Perl Design Patterns, Part 3

Aug 15, 2003 by Phil Crow

This is the third (and final) article in a series which form one Perl programmer’s response to the book Design Patterns (also known as the Gang of Four book or simply as GoF, because four authors wrote it). As I showed in the second article, Perl provides the types needed to implement many patterns. The Strategy and Template Method patterns can be implemented with code references. Builder usually builds a structure based on references to some combination of hashes and lists. Interpreters can be implemented with simple tools like split or with the king: Parse::RecDescent, which brings the best of yacc into your Perl script (albeit with somewhat less efficiency than yacc).

This article continues my treatment by considering patterns which rely on objects. As such, this article’s patterns bears the most resemblance to the GoF book.

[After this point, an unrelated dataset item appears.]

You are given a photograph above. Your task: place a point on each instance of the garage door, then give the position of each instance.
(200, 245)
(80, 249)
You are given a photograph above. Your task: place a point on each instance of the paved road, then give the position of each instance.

Before presenting some patterns, I’ll give you my two cents about object applicability.

When Are Objects Good?

As Larry Wall reminds us about all programming constructs, you should use objects when they make sense and not when they don’t. So when do they make sense? This is partly a matter of taste. This subsection gives you my tastes.

It’s easier to say when objects are bad, which they are in these cases:

More on Perl Design Patterns:

• Perl Design Patterns, Part 1
• Perl Design Patterns, Part 2

There is only data, the methods are either trivial or non-existent. Data containers (also called nodes) are like this. For example, I should not need an object to return three numbers and a string to my caller.
There are only methods. The Java Math class is like this. It won’t even let you make a Math object. Clearly its methods should just be built-in functions of the language.

Seeing the poor uses of objects gives insight into their effective use. Use objects when complexity is high and data is tightly coupled to the methods which act on it. High complexity makes these chief advantages of objects more important: separate namespaces, inheritance, and polymorphism.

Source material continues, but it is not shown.